Trisha memandangi foto-foto keluarga dan ketiga sahabatnya dalam pigura. Ada fotonya bersama mendiang ayah, ibu dan adiknya Roy yang sedang bermain di pantai Bunaken; dia dan ketiga sahabatnya saat berpose dengan latar belakang Gardens by The Bay, dan banyak foto kenangan menarik lainnya.
Tiba-tiba dia merindukan ibunya dan adiknya semata wayang, Roy. Bagaimana kabar mereka sekarang? Sepertinya sudah lama dia tidak mendengar suara mereka lewat telepon. Memikirkan ini, membuat hatinya pilu. Matanya menerawang jauh.
Sejak masuk rumah sakit hingga hari ini, Trisha belum memiliki keberanian untuk menghubungi mereka. Dia tidak mau keluarganya mengkhawatirkan keadaannya, apalagi kalau sampai mereka tahu tentang rangkaian tragedi yang dialaminya selama dua tahun terakhir ini.
Dia menjernihkan pikirannya saat berjalan ke dapur. Dia harus membuat sarapan, lalu pergi tidur sebentar untuk membayar jam tidur yang sudah dirampas oleh Desmond gigolo. Dia berharap sore nanti begitu merayakan pesta kebersamaan bersama para sahabatnya, kondisinya sudah bugar kembali.
Meskipun cedera di beberapa bagian tubuh lainnya sudah mulai pulih, tangan kanannya yang patah belum sembuh benar. Jadi dia harus menikmati masa cuti sepuas-puasnya sebelum masuk kerja lagi. Atasannya, Charles Mao, memberinya cuti kerja sampai Senin depan, tepat tiga minggu. Selama waktu ini, dia harus mempersiapkan mental untuk menghadapi tatapan mata penasaran dan rentetan pertanyaan penuh selidik dari rekan-rekan kerjanya.
Selama ini dia menjaga hatinya dengan begitu rapat dan rapi sehingga tak seorang pun boleh tahu apa yang sebenarnya terjadi. Tak ada gunanya bila semua orang tahu. Tidak ada yang bisa menolongnya, kecuali dirinya sendiri.
Trisha menghela napas kuat-kuat.

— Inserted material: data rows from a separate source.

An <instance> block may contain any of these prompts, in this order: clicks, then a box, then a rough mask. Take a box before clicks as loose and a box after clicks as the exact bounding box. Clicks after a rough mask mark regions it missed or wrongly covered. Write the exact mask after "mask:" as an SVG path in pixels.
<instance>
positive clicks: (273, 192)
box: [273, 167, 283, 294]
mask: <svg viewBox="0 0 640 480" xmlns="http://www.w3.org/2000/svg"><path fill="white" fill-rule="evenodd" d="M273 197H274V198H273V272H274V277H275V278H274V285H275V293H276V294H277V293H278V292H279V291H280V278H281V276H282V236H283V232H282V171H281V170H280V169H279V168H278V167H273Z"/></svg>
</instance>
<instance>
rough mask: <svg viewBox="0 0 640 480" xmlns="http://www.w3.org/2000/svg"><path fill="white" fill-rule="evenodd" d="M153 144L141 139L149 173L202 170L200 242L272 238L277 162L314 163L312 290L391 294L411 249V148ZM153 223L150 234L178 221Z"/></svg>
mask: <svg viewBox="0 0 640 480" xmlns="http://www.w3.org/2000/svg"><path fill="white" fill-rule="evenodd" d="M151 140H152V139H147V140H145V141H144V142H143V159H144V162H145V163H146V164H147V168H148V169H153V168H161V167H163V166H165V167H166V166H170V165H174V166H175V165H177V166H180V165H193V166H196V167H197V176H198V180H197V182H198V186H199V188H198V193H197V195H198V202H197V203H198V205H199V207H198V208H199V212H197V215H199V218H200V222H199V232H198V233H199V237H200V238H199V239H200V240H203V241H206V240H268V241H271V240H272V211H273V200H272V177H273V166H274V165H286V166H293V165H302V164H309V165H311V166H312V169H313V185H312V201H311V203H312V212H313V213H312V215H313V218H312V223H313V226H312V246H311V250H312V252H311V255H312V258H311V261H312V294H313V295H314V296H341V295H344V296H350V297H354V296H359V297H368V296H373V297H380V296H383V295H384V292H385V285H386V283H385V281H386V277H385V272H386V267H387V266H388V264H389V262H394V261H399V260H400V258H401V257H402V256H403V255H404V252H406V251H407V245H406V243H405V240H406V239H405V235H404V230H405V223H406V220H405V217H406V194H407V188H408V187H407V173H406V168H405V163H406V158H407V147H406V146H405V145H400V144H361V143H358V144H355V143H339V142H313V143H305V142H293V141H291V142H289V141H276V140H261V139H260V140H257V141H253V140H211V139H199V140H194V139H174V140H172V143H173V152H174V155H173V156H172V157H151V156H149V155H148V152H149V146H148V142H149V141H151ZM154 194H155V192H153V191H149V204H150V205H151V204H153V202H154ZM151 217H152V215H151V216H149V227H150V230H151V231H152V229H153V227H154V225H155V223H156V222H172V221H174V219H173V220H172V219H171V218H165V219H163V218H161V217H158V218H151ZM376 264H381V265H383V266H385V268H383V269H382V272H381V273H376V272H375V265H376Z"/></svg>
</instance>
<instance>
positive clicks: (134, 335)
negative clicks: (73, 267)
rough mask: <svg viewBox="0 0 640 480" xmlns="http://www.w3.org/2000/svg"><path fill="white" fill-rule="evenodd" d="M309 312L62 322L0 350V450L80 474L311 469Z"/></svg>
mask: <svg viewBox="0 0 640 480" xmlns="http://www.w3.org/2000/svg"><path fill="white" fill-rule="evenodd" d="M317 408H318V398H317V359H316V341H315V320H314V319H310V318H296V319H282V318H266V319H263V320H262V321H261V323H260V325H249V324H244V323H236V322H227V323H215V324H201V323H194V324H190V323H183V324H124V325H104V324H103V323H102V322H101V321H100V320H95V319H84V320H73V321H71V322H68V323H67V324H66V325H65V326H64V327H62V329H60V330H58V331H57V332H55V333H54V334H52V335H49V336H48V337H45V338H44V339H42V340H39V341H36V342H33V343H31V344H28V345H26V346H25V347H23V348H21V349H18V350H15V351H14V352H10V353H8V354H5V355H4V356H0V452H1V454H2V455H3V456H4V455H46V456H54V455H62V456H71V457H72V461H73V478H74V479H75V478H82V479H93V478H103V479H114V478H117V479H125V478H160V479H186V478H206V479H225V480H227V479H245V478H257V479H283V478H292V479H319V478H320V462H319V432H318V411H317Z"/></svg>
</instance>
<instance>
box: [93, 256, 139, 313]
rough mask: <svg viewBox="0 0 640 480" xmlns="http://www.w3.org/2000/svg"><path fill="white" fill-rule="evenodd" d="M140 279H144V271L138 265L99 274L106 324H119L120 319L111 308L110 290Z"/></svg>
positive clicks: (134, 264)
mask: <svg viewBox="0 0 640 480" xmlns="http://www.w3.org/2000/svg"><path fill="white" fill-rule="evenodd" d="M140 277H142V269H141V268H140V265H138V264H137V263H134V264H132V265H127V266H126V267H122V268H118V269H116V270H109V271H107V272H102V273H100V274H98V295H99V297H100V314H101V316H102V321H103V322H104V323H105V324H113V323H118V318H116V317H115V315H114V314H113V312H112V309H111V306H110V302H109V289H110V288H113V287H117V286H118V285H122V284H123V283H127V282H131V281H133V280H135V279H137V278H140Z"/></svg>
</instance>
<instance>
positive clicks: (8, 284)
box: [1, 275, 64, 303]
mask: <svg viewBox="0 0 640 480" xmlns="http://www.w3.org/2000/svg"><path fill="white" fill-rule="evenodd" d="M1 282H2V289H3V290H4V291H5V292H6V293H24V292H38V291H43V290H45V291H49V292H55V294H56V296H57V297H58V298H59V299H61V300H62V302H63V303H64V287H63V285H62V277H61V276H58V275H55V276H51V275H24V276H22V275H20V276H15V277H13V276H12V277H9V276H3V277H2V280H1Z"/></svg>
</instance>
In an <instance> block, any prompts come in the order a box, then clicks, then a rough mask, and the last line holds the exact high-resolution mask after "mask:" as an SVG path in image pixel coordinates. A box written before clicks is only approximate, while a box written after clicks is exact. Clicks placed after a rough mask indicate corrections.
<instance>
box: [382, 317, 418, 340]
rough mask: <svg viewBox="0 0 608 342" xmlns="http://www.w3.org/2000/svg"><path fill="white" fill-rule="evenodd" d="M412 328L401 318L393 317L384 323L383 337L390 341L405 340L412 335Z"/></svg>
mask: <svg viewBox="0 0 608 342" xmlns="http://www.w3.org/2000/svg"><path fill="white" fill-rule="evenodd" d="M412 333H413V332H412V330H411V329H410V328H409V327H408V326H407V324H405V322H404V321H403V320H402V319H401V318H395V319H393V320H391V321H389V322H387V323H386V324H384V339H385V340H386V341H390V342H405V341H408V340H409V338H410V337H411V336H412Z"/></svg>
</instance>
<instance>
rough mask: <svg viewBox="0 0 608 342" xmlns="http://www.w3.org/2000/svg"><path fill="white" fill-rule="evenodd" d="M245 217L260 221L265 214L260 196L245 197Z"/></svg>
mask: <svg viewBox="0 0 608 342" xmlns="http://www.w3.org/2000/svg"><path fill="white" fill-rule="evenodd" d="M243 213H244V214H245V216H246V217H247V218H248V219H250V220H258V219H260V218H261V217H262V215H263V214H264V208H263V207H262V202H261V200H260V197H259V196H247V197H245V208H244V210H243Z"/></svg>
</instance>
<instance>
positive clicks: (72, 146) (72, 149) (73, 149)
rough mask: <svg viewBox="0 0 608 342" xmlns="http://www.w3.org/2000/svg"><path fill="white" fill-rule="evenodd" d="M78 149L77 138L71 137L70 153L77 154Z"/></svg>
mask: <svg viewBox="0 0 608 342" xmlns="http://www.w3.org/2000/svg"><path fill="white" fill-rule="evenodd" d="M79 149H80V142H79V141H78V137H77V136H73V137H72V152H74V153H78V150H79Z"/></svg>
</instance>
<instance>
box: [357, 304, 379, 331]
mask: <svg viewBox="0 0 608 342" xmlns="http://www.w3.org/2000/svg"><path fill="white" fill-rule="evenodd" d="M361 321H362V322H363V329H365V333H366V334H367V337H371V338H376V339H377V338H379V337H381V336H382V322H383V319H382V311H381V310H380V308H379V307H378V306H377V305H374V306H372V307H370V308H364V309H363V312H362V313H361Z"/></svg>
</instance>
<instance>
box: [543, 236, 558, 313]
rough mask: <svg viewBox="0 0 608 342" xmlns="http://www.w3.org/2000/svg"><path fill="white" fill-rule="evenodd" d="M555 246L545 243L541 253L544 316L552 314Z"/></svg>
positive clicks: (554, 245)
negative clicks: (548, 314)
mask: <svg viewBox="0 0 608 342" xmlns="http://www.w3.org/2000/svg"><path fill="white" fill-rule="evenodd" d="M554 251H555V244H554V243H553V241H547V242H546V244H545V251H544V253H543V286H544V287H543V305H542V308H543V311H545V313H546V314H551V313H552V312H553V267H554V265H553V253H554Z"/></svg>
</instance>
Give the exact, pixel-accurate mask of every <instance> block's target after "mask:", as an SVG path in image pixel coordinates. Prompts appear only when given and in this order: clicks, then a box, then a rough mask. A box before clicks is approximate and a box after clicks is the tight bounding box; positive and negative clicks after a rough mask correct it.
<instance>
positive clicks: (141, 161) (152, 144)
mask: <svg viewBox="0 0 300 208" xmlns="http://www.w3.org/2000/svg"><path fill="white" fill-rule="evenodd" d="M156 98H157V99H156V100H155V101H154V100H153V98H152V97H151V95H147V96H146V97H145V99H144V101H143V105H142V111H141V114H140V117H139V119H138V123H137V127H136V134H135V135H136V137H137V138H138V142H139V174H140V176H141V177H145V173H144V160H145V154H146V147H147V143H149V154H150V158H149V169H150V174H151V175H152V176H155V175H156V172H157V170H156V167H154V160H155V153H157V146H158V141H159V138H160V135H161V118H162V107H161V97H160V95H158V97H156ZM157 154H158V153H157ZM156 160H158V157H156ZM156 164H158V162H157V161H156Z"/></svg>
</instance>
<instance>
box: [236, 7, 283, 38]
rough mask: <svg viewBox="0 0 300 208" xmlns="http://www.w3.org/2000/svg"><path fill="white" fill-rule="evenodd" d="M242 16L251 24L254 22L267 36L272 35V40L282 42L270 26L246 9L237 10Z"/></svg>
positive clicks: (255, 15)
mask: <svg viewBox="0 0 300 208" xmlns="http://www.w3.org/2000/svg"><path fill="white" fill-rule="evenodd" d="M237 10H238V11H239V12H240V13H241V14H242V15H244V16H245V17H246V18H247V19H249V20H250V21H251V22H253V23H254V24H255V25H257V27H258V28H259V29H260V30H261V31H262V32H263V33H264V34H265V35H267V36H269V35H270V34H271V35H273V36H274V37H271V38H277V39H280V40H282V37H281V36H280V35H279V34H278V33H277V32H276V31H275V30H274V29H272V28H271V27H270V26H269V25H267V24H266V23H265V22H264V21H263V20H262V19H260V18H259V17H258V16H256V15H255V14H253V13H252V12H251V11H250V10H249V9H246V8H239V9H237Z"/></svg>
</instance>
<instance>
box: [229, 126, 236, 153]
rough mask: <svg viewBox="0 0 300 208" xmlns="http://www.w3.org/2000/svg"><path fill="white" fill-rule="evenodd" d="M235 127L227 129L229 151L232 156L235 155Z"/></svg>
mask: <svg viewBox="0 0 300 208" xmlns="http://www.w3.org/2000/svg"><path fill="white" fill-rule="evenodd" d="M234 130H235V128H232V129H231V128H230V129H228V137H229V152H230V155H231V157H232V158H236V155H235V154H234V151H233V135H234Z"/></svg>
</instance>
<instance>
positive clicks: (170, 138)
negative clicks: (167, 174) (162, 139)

Setelah menyalakan microwave untuk memanaskan sisa lasagna semalam, dia duduk di kursi dekat jendela dan mengamati cahaya fajar yang mulai mengintip dari jendela. Dia melotot ke arah Rocky yang sedang meringkuk di sudut ruangan favoritnya.
“Oh, sekarang kamu enak-enakan tidur, hah? Setelah membuatku terjaga semalaman gara-gara raunganmu, sekarang kamu membiarkanku sengsara karena kurang tidur? Kamu kejam, Rocky,” gumamnya, seraya menjulurkan kakinya dan membelai anjing itu dengan jari-jari kakinya.
Rocky menggeliat dan merebahkan dirinya ke lantai dalam posisi telentang pasrah, menuntut belaian. Trisha tertawa kecil dan menghela napas, mengusap-usap perut anjingnya.
Saat hendak menuju kamar mandi, Trisha mendengar gerakan di lorong. Seperti seorang pengintip ulung, dia menempelkan matanya ke lubang intip untuk melihat apa yang terjadi. Terdengar suara pintu sebelah dibuka dan suara ribut.
Desmond berada dekat pintu ruangan Trisha, cukup dekat sehingga Trisha tidak bisa melihat wajahnya, hanya sebatas dadanya. Pasangan wanitanya berada di depannya, sehingga Trisha bisa melihat tangan Desmond menelusuri rambut panjang wanita itu.
Trisha berusaha keras untuk melihat Desmond sebelum pria itu kembali ke dalam, tetapi tidak berhasil. Lagi-lagi gagal. Harus diakuinya, setelah beberapa ronde menghebohkan dari ruangan sebelah dalam dua hari pertama di apartemen barunya, terus terang Trisha benar-benar penasaran ingin melihat seperti apa wajah pria itu.
Ada aktivitas intim yang serius terjadi di sebelah. Dia hanya tidak mengerti mengapa itu harus memengaruhi jam tidurnya.
Tak berapa lama, dia menjauhkan diri dari pintu dan bersiap untuk merangkak naik ke ranjang empuknya.
Malam itu, Janice, Keyra, dan Victor datang dengan membawa banyak makanan dan minuman. Trisha tidak pernah mengizinkan ada alkohol di apartemennya, sehingga mereka hanya membawa beberapa minuman ringan dan jus buah.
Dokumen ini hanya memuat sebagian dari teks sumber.